Of course, time will tell whether he becomes a regular or semi-regular on the show (Come on AMPTP, shut up and give the unions what they want!) but we are already far more interested in seeing Scott getting to know the ship that will define the rest of his career than we are in Kirk popping by once again for a cup of Andorian ale.
The thing is, when you introduce a known character in a prequel, the main reason for doing so is to tell an “origin story,” and then the question becomes “What is this the story of the origin of?” Scott is already a genius engineer at this point in the timeline, so really, his arc is about him getting to know and love the 1701, no-bloody-A-B-C-or-D. Having met and loved Hemmer and Pelia, we’ve seen they’re both admirable engineers, but they don’t love the ship the way Scott does. So where does that love come from?
That is something we can’t wait to see, but there is more to Scott’s “origin” than that. When does Montogomery Scott become Scotty?
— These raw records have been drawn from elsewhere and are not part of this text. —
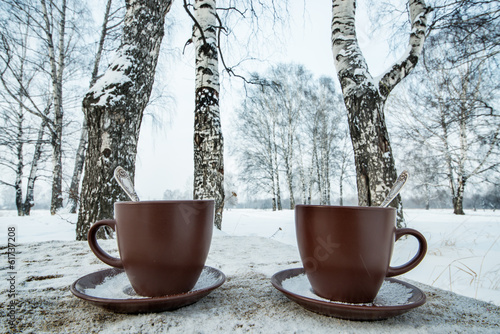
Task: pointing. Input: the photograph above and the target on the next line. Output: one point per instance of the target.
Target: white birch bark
(114, 107)
(30, 184)
(365, 97)
(74, 188)
(208, 139)
(57, 65)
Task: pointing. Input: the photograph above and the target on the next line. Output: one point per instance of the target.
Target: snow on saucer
(118, 286)
(390, 294)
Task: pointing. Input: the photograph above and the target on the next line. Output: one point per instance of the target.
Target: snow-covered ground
(463, 254)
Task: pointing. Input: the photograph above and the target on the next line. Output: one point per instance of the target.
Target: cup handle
(98, 251)
(422, 249)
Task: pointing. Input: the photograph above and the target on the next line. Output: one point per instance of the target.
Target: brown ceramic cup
(163, 245)
(346, 251)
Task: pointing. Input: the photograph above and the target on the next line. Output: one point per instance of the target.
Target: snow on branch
(397, 72)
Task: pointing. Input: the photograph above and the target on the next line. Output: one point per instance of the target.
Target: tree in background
(365, 97)
(290, 123)
(208, 139)
(114, 108)
(50, 29)
(257, 142)
(454, 116)
(112, 21)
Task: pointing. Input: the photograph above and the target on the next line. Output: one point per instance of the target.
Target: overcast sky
(165, 155)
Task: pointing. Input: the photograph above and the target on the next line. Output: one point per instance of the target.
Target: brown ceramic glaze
(368, 311)
(142, 305)
(346, 251)
(163, 245)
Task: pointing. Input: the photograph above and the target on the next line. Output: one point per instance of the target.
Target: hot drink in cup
(163, 245)
(346, 251)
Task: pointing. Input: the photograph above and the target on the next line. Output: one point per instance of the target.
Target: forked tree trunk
(364, 97)
(208, 140)
(114, 107)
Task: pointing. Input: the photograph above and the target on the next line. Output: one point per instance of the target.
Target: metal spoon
(396, 188)
(123, 179)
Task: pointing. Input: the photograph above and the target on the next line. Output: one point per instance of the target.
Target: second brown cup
(163, 245)
(346, 251)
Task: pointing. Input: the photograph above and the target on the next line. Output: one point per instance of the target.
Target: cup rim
(163, 202)
(343, 207)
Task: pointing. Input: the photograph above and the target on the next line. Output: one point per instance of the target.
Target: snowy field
(463, 254)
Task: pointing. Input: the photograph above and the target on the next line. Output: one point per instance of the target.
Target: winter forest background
(282, 109)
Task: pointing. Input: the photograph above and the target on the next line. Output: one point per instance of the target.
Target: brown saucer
(138, 304)
(348, 311)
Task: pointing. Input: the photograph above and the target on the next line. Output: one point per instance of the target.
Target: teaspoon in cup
(123, 179)
(396, 188)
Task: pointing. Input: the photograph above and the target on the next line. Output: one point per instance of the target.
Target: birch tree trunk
(82, 145)
(114, 107)
(208, 140)
(30, 187)
(365, 96)
(57, 64)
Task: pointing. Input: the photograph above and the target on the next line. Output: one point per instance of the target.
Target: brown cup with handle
(163, 245)
(346, 251)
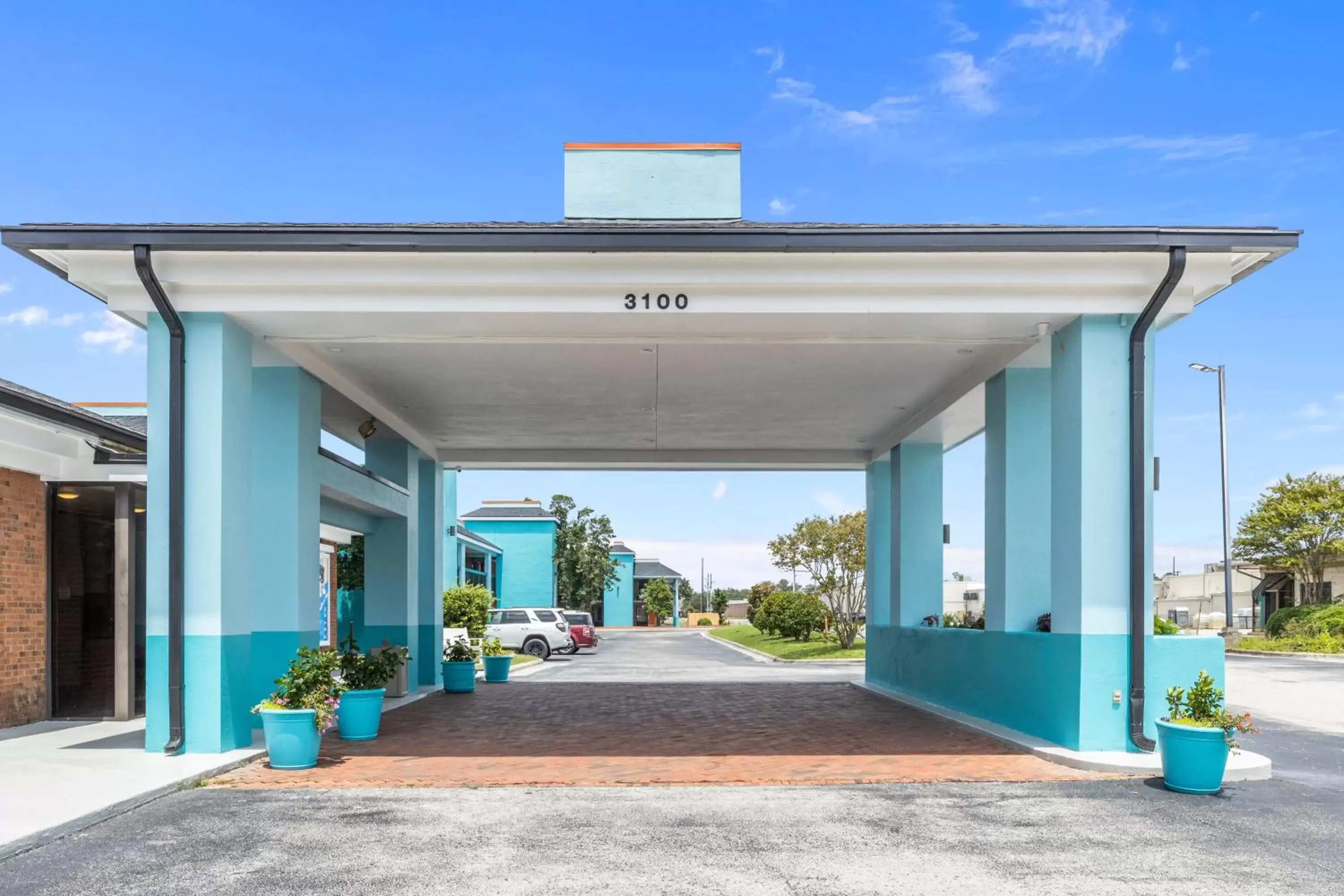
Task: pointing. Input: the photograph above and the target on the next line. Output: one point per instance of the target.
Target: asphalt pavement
(1084, 837)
This Scott is a genius engineer, but he is not yet the “miracle worker” who “cannae bend the laws of physics (Captain).” Fiction is replete with stories of people who grow to become great leaders, but you won’t find so many stories of people who grow to become great workers. There are stories of people learning to inspire their troops, but there aren’t many stories of people learning how to manage their boss so that they think you’re a magician but still don’t develop unrealistic workload expectations.
Scotty is practically the inventor of “Buffer time” (“You didnae tell ‘im how long it’d really take did ya?”), and as the Lower Decks episode “Temporal Edict” shows, Starfleet in the 24th century basically depends on Buffer Time to function.
Seeing Scott learn how to manage his superiors — as Scotty says in “Relics,” “Starfleet captains are like children. They want everything right now and they want it their way. But the secret is to give them only what they need, not what they want” — while falling in love with the Enterprise and gradually claiming ownership of it as his own little kingdom is an arc that we are excited to see.
Star Trek: Strange New Worlds is streaming now on Paramount+.